The beginning of one of my reoccurring fantasies

It’s late in the evening, and I’m walking with two of my lovers as the light, balmy breeze blows my hair. I look up and feel deeply connected to the moon and breathe it into my being. As we walk, I give one of my lovers a gentle hug, and then I lean sweetly into the other with an affectionate nudge. They tell me how gorgeous I look and how sexy I am in my flowy dress that cuts up my leg perfectly and makes me look like a true Goddess. Then my one lover stops and caresses the side of my face and leans over to plant a soft kiss on my lips as he puts his hands on my waist. My other lover comes up behind me and begins kissing my neck and then reaches around to tease my breasts through my dress. I lean back into the tender kisses and hear soft whispers in my ear, “Do you trust me?” I quickly nod my acknowledgment, but a shutter of nervous anticipation enters my stomach as a blindfold is quickly thrust over my eyes and securely fastened. My lovers take my hands and lead me forward as they tease with questions and scenarios they could be leading me too. We become silent except for the directions to ensure my safety and the quick pounding of my own heart up against my chest as I wonder what is about to happen. I hear a door opening and the deadly silence of an empty room. I receive soft kisses and feel teasing fingers slide my dress from my body. My soft lovers suddenly become more forceful as I am pushed onto my knees, and a cock is thrust into my mouth. My hair is grasped tightly by the lover behind me. I am egged on by the moans and demands that are escaping my lover’s lips as the other lover talks to me in sexy, low tones. Then I am lifted from my knees and shoved on a bed as my lovers simultaneously tie my wrists above my head…

Let’s just say I get exquisitely ravaged after that in a million different ways!

That is the beginning of one of my reoccurring fantasies. I will let you fill in the bits after that for yourself, but I promise you that it gets very steamy! Sometimes it’s slightly different; the people change, the exact setting changes, but it’s always arousing.

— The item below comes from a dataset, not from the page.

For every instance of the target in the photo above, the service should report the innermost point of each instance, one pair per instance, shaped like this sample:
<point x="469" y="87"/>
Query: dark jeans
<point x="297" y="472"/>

Most of us see fantasy as just an occasional fun pastime but don’t think about the importance of fantasy in our sexing and lives as a whole. I believe in mindfulness and that many of us walk around in a fog that creates an overall unhappiness. We do not recognize all the wonderful little things we are presented with each day by the universe. One research study by the University of Southern California found that we spend 1/3-1/2 of our waking hours in some form of a daydream. It’s crucial that we begin to live more in the moment and less in past and future.

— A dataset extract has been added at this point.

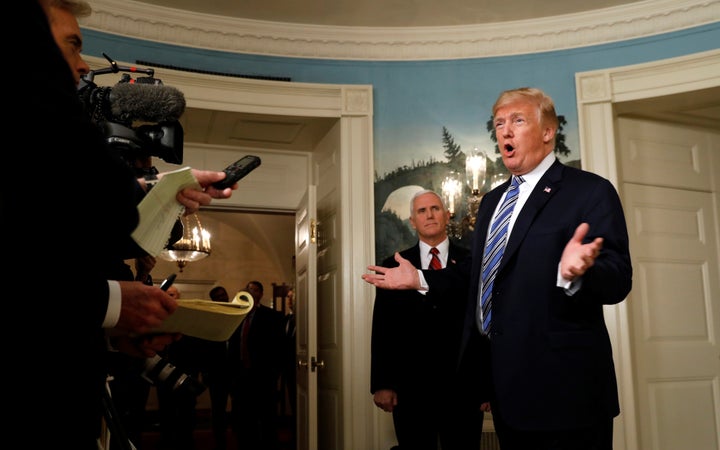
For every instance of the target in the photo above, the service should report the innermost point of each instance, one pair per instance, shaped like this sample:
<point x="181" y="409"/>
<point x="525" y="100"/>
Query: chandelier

That being said, it is just as crucial to take the time for fantasy because fantasy is imperative for our creativity, for manifesting our lives, for our personal development, and, more notably, for our sex lives. Fantasies are a form of self-love in that they provide pleasure and joy without the need for another, which is also an act of confidence, sexual acceptance, and empowerment.

Fantasies serve many different purposes throughout our sexual development. As young children, our fantasies looks more like dreaming about how that boy/girl will kiss us or imagining a romantic scene where we ask him/her to share a PB&J in the cafeteria, and there is that magic connection. As we get into our adolescence and hormones start raging, the fantasies usually expand into more directly sexual situations. This is when you start imaging what the “first time” will be like and the beauty of undressing your boyfriend/girlfriend for the first time. It brings a thrill that usually leads to more self-exploration. Our fantasies continue on as we age and will often include different elements that are important at that time of a person’s life. For example, when I was a teenager, I would fantasize and really focus on bringing kissing into the fantasy. Now, kissing comes into play, but there are other aspects I find enjoyable to create in my fantasy such as a certain level of sex talk or eye connection. From a psychological perspective, we often have themes in our fantasies that can give us huge clues into what areas we need to expand and where our boundaries lie.